Brainstorming Technique 4: Think Bubbles

You may sometimes find that when facing a challenge or trying to come up with an idea, your brain completely shuts down. This is a common occurrence, especially when you are trying to think in a way that does not come natural to the brain. You see, our brain does not process ideas as a whole, but as a series of thoughts. So, it makes sense that we map out our idea as your mind would.

Think bubbles, or mind maps, as they are more commonly known is our fourth brainstorming technique. This is probably the most common technique of brainstorming used most widely when compared to our other thinking tools. This is also one of the most easiest techniques to use as it is visual and appeals to many, and also because it is very much in synchronization with the way that we think.

Let’s test our brain in action. What do you see in the figure below?

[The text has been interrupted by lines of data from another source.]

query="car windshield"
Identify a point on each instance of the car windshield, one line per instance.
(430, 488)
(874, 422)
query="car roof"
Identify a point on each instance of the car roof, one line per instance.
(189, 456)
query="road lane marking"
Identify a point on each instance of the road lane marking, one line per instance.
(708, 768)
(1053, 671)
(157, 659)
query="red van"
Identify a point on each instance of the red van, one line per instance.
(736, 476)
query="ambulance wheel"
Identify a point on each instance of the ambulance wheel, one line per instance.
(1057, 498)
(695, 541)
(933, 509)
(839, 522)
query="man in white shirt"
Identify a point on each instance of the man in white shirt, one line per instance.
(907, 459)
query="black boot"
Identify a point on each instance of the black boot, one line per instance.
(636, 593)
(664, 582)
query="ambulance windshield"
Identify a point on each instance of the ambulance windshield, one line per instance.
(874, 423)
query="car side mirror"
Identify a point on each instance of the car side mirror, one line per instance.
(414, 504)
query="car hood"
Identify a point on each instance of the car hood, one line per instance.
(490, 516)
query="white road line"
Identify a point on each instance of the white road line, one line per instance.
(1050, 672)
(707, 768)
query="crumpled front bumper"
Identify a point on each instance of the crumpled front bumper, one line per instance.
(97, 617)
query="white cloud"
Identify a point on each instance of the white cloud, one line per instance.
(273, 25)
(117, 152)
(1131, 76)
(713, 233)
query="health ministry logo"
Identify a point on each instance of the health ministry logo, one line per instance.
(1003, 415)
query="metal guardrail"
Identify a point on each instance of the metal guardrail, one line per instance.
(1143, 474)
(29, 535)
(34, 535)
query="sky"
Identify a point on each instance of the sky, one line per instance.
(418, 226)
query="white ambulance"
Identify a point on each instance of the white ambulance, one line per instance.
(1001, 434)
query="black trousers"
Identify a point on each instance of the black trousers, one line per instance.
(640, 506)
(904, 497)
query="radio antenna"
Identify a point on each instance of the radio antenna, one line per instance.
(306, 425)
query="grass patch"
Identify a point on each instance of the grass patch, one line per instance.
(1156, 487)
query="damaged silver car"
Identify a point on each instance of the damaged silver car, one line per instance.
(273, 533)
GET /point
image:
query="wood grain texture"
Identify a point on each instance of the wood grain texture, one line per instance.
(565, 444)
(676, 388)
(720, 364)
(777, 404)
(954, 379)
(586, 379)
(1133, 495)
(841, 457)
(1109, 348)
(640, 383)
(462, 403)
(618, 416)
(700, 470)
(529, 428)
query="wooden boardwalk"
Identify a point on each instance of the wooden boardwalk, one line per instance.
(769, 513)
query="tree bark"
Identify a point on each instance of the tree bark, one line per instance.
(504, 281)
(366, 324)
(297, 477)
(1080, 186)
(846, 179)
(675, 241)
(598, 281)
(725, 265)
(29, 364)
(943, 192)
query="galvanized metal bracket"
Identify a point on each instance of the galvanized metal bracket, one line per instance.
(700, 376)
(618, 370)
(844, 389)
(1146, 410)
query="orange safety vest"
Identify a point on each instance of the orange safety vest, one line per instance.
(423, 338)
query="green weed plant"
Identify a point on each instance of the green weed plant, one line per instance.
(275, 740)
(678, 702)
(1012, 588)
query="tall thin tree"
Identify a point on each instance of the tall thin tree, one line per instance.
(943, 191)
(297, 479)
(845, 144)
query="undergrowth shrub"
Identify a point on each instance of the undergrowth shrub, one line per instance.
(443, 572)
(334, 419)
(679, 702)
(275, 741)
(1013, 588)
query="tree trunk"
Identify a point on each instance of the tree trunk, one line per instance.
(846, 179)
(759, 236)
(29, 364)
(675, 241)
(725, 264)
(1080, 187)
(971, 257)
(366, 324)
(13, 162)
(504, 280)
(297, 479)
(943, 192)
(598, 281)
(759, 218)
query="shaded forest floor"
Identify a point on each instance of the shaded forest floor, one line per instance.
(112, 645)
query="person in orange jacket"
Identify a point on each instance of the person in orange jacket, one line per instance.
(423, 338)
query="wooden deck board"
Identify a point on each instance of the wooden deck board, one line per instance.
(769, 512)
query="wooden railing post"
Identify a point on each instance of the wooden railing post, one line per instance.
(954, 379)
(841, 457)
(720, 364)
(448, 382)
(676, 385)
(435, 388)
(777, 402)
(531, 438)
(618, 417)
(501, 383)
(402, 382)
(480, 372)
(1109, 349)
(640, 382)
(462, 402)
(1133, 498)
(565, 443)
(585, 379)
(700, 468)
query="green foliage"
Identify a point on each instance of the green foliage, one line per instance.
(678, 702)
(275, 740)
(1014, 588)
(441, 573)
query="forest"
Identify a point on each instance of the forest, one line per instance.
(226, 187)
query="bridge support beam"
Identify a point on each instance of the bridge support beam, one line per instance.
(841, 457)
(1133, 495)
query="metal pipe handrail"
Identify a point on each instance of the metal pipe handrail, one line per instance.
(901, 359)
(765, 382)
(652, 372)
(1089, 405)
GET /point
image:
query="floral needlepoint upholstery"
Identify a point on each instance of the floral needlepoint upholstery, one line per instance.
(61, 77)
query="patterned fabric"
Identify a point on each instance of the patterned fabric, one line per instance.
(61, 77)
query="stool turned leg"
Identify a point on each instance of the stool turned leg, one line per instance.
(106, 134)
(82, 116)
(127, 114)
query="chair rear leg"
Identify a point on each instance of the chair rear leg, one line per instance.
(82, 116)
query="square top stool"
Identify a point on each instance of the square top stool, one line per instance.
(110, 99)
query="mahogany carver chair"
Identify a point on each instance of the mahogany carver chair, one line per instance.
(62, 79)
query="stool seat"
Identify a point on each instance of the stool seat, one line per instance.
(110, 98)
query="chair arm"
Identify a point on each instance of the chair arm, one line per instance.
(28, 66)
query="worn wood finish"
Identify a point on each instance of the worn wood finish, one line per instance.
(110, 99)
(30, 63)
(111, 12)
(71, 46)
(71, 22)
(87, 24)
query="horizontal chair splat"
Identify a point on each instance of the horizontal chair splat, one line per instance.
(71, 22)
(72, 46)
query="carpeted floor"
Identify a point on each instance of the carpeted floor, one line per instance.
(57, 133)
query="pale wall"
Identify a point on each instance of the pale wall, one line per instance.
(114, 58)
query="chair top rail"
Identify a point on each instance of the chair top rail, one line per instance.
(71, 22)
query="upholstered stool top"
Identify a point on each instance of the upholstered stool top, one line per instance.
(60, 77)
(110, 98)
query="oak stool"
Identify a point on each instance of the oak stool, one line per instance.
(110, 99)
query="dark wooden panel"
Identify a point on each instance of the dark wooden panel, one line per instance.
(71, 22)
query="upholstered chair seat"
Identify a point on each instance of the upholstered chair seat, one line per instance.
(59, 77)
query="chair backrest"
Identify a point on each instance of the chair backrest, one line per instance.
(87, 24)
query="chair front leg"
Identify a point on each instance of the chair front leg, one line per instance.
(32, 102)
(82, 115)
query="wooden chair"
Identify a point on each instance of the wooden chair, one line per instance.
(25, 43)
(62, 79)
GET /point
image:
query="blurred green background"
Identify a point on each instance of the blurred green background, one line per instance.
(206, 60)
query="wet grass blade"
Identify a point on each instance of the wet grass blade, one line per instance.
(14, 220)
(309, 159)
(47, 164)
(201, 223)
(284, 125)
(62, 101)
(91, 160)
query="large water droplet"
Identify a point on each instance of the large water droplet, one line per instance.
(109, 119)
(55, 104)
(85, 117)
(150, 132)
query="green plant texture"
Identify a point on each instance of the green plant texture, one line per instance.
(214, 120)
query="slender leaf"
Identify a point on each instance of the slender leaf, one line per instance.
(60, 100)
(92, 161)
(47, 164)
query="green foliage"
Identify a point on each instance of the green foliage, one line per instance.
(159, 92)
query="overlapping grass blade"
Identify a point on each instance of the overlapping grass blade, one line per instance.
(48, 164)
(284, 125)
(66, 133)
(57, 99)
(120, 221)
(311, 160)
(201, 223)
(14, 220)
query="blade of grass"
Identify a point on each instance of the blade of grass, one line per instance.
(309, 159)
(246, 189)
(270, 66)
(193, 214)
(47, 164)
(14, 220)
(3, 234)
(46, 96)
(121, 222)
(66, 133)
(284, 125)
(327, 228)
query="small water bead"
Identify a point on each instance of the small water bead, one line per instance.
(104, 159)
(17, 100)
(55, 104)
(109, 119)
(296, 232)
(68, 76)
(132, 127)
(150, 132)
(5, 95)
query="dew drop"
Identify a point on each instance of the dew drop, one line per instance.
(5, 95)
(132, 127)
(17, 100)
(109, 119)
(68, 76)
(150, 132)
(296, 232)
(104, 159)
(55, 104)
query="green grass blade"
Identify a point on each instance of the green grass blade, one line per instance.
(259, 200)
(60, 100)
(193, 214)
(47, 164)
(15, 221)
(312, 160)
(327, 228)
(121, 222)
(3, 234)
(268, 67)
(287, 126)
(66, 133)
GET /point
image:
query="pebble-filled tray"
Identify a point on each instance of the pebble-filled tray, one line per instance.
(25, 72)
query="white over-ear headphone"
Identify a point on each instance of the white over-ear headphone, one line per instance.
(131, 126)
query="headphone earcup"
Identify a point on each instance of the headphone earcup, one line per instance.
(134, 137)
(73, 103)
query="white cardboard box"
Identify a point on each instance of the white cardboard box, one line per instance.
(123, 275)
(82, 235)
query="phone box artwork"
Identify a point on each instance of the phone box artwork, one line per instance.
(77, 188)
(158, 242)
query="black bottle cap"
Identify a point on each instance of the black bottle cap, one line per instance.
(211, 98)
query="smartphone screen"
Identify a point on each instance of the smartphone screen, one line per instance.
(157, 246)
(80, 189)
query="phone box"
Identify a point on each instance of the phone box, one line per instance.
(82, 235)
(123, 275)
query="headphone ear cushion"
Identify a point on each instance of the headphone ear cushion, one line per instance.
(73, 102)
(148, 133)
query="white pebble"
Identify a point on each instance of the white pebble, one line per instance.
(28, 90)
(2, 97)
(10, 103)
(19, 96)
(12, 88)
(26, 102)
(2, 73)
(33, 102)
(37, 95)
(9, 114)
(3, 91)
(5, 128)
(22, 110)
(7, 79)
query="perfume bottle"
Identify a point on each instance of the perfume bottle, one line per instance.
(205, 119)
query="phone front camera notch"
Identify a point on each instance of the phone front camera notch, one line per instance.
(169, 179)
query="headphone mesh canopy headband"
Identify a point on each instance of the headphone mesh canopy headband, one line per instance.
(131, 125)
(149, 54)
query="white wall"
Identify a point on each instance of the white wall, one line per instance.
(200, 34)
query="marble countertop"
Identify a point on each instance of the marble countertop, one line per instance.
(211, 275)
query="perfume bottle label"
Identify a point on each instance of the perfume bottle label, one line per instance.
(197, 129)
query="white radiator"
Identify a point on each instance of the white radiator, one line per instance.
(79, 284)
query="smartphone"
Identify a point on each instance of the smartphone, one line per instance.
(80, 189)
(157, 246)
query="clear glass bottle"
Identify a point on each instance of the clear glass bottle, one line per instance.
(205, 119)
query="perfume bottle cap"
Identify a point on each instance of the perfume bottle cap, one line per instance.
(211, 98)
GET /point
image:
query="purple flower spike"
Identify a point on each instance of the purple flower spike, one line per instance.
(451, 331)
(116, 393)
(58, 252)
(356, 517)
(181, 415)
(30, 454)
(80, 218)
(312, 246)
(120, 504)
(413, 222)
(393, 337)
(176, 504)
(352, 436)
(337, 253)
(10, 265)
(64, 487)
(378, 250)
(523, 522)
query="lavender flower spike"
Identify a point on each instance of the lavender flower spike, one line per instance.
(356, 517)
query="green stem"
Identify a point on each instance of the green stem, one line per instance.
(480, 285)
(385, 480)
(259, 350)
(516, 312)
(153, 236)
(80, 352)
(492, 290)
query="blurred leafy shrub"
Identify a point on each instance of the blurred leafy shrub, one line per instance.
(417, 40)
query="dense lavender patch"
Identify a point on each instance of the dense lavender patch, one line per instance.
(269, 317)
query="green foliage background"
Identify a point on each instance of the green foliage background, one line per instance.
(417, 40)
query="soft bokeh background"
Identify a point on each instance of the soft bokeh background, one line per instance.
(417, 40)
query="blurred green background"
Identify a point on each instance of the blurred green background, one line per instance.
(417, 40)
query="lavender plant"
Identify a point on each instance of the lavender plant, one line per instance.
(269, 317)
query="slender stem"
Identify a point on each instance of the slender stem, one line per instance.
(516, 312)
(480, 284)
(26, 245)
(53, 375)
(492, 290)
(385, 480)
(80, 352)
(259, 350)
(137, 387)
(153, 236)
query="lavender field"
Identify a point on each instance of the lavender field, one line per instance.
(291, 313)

You may at first have thought that it is three triangles, or three groups of four triangles each. Rarely would anyone say that it is a group of 12 triangles, even though that is also true. Our brain would instead, be more comfortable to compartmentalize four triangles into three groups, because that’s how the brain works.

Now if we were to map out our thoughts or ideas in the same way, in different compartments, we would see them in a whole new light. The basic process of thought bubbles is that you start with an initial thought and then branch out from it into different thought bubbles. Similar thought bubbles go together, and you make connections between them. You can use thought bubbles from planning out the simplest of events to the most complex of problems.


Why does it work?

This is a very visual way of mapping out ideas and thoughts and often provide utmost clarity. By compartmentalizing your thoughts, you can deal with them in a manner that is easy on the brain without overloading it.


How do we do it?

Unlike other techniques, this one doesn’t follow a series of steps. It is quite simple to start and execute. What we do recommend is that you do this on a whiteboard if you are in a group. You can also do it on a piece of paper, but it can get limiting due to the amount of space you may require.

Start with a main circle in the centre of your board or paper. This is your main problem or idea or challenge. From this circle, we will branch out into different sectors. If you are facing a problem you could start with the classic questions: who, what, when, where, why, how. Or you can simple take your own direction. Categorize your idea into different branches, then have branches come out of those branches. The whole idea is to branch out your thoughts in the way they are coming to you naturally.

As usual, we will take an example to illustrate this technique.

Let’s take a very simple non-business example this time that everyone can relate to.
Let’s plan a trip to Europe using thought bubbles. Planning trips can get really hectic, and most people resort to some form of checklist. Checklists are great, until you find out there were some items you forgot to add to the checklist. But if we start with a mind map, we can actually create even better vacation checklists and are likely to not miss much.
Since this is just an example, we will go through a full mind-mapping process but will not go into full details.

Let’s start with our thought bubble in the centre and call it “Eurotrip”.


Let’s use the basic questions to further help our thinking process: The W questions. The W questions help to enhance the thinking process, while covering all aspects of your event, idea or problem.


Next choose a thought cloud and expand on it. Each item becomes its own cloud which you can keep expanding on, until you reach a layer where you don’t need any more clarification.


Basically, you keep expanding each thought bubble into more thought bubbles. You can even connect thought bubbles that have a direct relationship with each other.

Let’s see a further version of this:


This is still not a complete mind map for a trip, but it’s a great start, and things are finally coming together in an easy to understand format. As you can see, it can really become complex, while remaining clear at the same time, which is why we initially suggested that you start with a bigger space.


Why are think bubbles so great?

Besides being super easy to understand and work with, and being visual for those who need visual clarity, the best part about mindmaps is that you can erase any thought bubble if it doesn’t fit anymore. Because everything is in its own space independently, you can make changes very easily without affecting the rest of the thought process. Of course, group of bubbles will go away when a main bubble with branches goes away, but those branches may not be relevant anyway, if the main bubble does not exist anymore.

This technique does wonderfully in group meetings and brainstorming sessions, particularly for planning on new activities, assigning tasks to team members or just laying out a new event plan. It is also extremely simple to execute and light on text, while being extremely clear at the same time. Thought bubbles are also very easy to grasp and understand even if you were not a part of the team, and it makes it very easy to explain a concept to someone else. Hence think bubbles or mind maps can also be used in presentations when unveiling a new idea of a product of service. It shows the flow of processes, it shows assignment of responsibilities, time lines, and anything else that you want it to show.